In the world of academia today, professors are constantly under scrutiny for their research findings and published work, especially in the politically polarizing field of Middle Eastern studies. Nadia Abu El-Haj, an assistant professor of anthropology at Barnard, has been attacked by fellow professors and alumni for one of her books, Facts on the Ground: Archaeological Practice and Territorial Self-Fashioning in Israeli Society, in which she states that Israeli archaeologists went out of their way to find archaeological remains that would support the long history of a Jewish state in Israel. Because professor Abu El-Haj examines sensitive and often contentious topics, the debate over her tenure has become a heated fight that blurs the line between the merit of scholarship and the implication of her ideas. Columbia must look beyond the strong feelings of non-academics and focus solely on the credibility of the professor's work and scholarship.
Professor Abu El-Haj is no stranger to prestigious universities. She has held, among other positions, a Fulbright Fellowship and additional fellowships at Harvard's Academy for International and Area Studies. In 2002, she was granted an award by the Middle East Studies Association for Facts on the Ground, which the awards committee called a "nuanced, nonpolemic work." Partly due to her distinguished accomplishments, professor Abu El-Haj was offered tenure at Barnard. Now, because of the close relationship between Barnard and Columbia, she must receive tenure from the department of anthropology at Columbia, and then an ad-hoc committee assembled by the administration.
Tenure is a major accomplishment and guarantees a nearly permanent position at a university. A tenured professor is able to pursue his academic work freely and independentl, and can take the initiative to pursue difficult and controversial ideas. As such, the Tenure Process Review Committee, which will decide Abu El-Haj's tenure, must consider the rigor and innovation of a professor's scholarship as its sole criteria for evaluation. Unpopular ideas deserve equal consideration from the committee. After all, a diversity of ideas is critical to the survival of a university.
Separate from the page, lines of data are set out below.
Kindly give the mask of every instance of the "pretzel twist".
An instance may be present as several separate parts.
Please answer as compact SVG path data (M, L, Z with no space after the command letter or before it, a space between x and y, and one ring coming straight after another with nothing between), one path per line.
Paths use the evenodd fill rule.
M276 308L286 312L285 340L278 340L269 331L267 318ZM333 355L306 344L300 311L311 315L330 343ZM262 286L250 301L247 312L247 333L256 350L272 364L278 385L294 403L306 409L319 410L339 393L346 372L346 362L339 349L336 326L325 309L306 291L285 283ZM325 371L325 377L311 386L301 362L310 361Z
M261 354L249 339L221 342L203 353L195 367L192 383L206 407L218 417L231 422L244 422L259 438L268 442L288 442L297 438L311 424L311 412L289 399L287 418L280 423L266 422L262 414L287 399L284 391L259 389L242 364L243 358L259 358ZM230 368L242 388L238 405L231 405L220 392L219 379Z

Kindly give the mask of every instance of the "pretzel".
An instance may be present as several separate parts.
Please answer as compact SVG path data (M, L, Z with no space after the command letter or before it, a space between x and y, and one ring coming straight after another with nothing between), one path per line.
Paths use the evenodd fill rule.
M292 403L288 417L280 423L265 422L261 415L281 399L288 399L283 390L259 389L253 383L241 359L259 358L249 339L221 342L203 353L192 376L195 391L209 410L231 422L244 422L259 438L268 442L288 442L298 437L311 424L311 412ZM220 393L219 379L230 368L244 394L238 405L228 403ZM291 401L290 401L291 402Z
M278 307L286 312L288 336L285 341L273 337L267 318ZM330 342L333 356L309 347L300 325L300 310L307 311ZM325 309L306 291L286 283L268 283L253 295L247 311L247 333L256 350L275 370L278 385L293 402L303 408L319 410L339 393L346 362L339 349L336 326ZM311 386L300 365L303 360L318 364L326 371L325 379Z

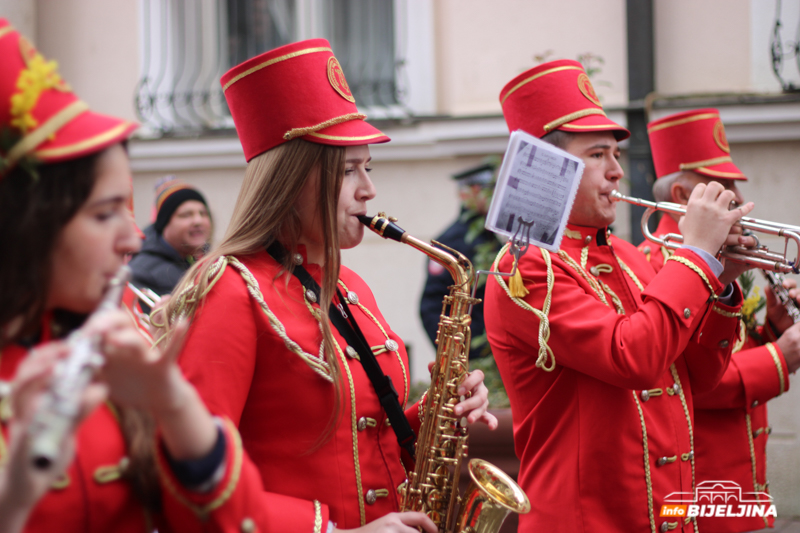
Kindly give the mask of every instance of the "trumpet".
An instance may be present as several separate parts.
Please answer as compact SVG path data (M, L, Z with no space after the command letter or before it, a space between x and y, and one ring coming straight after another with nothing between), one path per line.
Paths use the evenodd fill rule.
M629 204L647 208L644 215L642 215L642 235L644 235L648 241L660 246L665 246L671 250L676 250L681 247L683 243L682 235L667 233L663 237L656 237L650 232L650 228L647 227L647 222L656 211L664 211L665 213L673 215L685 215L685 205L672 202L651 202L641 198L625 196L619 191L612 191L610 196L612 200L617 202L628 202ZM754 268L760 268L766 271L781 272L784 274L800 274L800 264L798 264L798 258L800 257L800 226L792 226L750 217L742 217L736 224L753 233L783 237L783 254L770 251L767 246L759 243L756 237L756 246L754 248L727 246L720 252L721 257L729 261L750 265ZM753 236L755 237L755 235ZM794 260L788 258L790 241L793 242L795 246L796 253Z

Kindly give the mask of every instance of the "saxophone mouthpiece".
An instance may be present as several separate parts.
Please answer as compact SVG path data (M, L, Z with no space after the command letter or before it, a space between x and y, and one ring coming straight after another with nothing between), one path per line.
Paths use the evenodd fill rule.
M358 215L358 220L384 239L403 242L403 235L406 234L406 230L395 224L396 218L388 217L386 213L378 213L372 217Z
At the heart of academia is the pursuit of unconventional ideas in the hopes of finding new information. Barnard President Judith Shapiro and University President Lee Bollinger have both acknowledged this and expressed their commitment to honest inquiry. They, along with all other professors, must continue to ensure that the tenure process proceeds fairly and that the scholars who decide Abu El-Haj's case are not influenced by those who seek to turn this tenure decision into a politicized campaign. Anything less than a fair tenure process will only tarnish the University's reputation as a place where academics have the freedom to explore different ideas and break new ground.